Since 1996, Gordon has been a policy consultant specializing in transportation, energy, and environmental policy for nonprofit, foundation, academic, public, and private sector clients.
From 1996 to 2000, she co-directed the Transportation and Environment Program at the Yale School of Forestry and Environmental Studies. From 1989 to 1996, she founded and then directed the Transportation Policy Program at the Union of Concerned Scientists. Additionally, Gordon has worked at the U.S. Department of Energy’s Lawrence Berkeley Laboratory (1988–1989), developing clean car feebate policies under a grant from the U.S. Environmental Protection Agency (1989). She began her career as a chemical engineer with Chevron (1982–1987).
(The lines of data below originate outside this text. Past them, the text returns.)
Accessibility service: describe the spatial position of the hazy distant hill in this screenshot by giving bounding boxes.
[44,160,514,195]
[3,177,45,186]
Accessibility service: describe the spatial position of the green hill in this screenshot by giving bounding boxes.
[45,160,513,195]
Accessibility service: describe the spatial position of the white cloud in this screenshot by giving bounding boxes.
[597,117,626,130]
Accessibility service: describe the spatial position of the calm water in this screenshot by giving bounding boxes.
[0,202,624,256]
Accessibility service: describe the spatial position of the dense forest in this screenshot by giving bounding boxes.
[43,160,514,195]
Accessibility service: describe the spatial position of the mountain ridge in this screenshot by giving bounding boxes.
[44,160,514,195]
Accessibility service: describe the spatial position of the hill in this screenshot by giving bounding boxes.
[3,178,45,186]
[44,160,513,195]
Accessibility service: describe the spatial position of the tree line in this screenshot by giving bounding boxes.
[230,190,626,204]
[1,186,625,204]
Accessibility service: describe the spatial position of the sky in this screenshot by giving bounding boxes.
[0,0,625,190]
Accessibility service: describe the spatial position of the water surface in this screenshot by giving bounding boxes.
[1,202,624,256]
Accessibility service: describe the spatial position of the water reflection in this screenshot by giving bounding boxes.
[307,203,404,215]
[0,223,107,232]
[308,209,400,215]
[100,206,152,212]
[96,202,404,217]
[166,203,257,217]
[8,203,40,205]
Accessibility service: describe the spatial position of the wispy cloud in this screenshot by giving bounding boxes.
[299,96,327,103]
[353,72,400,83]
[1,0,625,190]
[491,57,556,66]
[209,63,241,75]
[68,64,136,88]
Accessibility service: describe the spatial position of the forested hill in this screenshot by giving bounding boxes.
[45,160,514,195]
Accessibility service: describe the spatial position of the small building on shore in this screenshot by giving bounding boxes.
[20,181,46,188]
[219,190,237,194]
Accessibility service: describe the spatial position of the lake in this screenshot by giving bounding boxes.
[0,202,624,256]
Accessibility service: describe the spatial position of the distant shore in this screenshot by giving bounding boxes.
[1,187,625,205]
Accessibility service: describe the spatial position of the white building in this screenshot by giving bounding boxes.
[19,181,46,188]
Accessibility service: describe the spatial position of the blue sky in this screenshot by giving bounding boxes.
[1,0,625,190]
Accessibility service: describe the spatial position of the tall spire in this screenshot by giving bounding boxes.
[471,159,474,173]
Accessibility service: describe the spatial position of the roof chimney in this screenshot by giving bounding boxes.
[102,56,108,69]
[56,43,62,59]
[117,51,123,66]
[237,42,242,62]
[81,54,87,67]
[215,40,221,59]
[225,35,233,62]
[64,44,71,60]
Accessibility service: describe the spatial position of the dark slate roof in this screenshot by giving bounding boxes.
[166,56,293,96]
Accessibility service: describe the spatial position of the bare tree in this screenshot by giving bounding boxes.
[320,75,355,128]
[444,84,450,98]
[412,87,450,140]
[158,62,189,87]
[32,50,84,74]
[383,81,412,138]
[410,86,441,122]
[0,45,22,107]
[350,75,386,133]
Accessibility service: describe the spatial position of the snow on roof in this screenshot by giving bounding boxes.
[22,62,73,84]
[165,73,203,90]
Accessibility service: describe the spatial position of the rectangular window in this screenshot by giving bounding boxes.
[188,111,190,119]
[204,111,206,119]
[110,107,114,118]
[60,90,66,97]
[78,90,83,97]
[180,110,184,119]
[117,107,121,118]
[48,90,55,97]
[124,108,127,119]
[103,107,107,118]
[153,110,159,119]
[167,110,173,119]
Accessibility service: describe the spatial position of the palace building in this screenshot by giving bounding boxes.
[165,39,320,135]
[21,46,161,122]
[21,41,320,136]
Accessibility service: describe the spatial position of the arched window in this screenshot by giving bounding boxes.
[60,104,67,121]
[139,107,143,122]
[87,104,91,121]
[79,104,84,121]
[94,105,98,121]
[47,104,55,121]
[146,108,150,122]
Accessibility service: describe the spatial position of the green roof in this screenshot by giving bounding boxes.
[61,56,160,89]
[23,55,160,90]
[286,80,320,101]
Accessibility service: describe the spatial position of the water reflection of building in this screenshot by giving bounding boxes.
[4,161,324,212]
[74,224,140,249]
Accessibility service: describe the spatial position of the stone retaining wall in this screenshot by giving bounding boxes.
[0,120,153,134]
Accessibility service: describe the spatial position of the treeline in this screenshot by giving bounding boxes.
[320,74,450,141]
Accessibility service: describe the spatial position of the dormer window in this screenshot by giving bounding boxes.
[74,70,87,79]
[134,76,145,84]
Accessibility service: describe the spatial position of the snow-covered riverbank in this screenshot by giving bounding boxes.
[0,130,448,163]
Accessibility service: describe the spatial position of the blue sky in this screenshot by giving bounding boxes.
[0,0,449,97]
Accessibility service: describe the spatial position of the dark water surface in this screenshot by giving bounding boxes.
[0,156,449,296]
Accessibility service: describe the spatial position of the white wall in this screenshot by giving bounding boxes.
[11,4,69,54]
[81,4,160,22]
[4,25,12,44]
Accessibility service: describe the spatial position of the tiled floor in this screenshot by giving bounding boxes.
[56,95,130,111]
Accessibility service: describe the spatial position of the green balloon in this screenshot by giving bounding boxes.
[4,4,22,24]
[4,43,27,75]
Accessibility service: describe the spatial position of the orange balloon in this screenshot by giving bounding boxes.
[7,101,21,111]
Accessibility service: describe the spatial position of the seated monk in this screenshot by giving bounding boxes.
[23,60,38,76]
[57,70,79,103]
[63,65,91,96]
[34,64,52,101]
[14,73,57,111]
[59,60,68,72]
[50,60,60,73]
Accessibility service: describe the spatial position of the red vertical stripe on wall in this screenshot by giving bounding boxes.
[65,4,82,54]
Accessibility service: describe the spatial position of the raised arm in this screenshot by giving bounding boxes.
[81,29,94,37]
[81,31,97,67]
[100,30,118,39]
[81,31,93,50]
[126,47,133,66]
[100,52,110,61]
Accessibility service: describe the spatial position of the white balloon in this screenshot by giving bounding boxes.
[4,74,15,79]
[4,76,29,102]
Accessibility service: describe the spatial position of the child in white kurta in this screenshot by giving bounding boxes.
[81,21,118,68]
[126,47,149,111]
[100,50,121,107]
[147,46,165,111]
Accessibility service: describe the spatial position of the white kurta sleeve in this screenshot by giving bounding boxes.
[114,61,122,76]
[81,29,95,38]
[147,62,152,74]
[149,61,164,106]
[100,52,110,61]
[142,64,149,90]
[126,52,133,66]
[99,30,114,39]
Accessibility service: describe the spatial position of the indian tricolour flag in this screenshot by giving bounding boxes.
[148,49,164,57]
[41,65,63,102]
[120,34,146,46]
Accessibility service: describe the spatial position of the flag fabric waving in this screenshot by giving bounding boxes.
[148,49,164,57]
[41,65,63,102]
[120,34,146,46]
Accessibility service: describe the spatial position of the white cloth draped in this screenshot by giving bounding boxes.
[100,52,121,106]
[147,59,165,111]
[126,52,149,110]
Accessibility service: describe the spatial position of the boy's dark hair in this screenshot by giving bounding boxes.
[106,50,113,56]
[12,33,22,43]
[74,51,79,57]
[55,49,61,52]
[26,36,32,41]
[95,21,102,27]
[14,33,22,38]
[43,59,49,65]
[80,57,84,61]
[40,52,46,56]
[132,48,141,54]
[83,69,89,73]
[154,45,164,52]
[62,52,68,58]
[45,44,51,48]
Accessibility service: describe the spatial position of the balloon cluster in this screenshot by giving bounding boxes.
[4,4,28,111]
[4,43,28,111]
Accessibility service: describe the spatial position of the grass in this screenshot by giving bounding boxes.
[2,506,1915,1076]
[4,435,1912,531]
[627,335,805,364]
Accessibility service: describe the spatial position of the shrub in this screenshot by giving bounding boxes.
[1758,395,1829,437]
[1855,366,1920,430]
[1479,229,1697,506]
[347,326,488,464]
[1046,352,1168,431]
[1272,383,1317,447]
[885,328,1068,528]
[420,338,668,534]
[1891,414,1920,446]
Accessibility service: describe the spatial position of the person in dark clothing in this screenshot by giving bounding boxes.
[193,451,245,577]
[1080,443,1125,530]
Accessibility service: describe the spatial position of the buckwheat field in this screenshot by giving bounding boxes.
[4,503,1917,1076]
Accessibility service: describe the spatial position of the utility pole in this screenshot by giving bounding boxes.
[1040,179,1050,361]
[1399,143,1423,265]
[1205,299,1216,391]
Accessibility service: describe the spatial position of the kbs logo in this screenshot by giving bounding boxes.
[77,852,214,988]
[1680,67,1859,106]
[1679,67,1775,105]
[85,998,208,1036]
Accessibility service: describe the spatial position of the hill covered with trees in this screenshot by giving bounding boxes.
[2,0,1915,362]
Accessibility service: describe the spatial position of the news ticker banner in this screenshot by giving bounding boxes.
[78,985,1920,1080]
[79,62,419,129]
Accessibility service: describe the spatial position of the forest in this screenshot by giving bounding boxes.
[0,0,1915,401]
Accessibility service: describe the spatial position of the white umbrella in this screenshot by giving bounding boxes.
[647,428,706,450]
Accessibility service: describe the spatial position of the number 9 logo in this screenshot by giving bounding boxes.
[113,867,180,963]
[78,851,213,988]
Gordon has served on National Academy of Sciences committees and the Transportation Research Board Energy Committee, lectured widely and given keynote speeches, and been featured on radio, TV, and in print media. Her first book, Steering a New Course (Island Press, 1991) offered a comprehensive overview of U.S. transportation, energy, and environmental policy. Her recent book, Two Billion Cars (with Daniel Sperling; Oxford University Press, in paperback, 2010) provides a fact-based case and roadmap for navigating the biggest global environmental challenge of this century—cars and oil.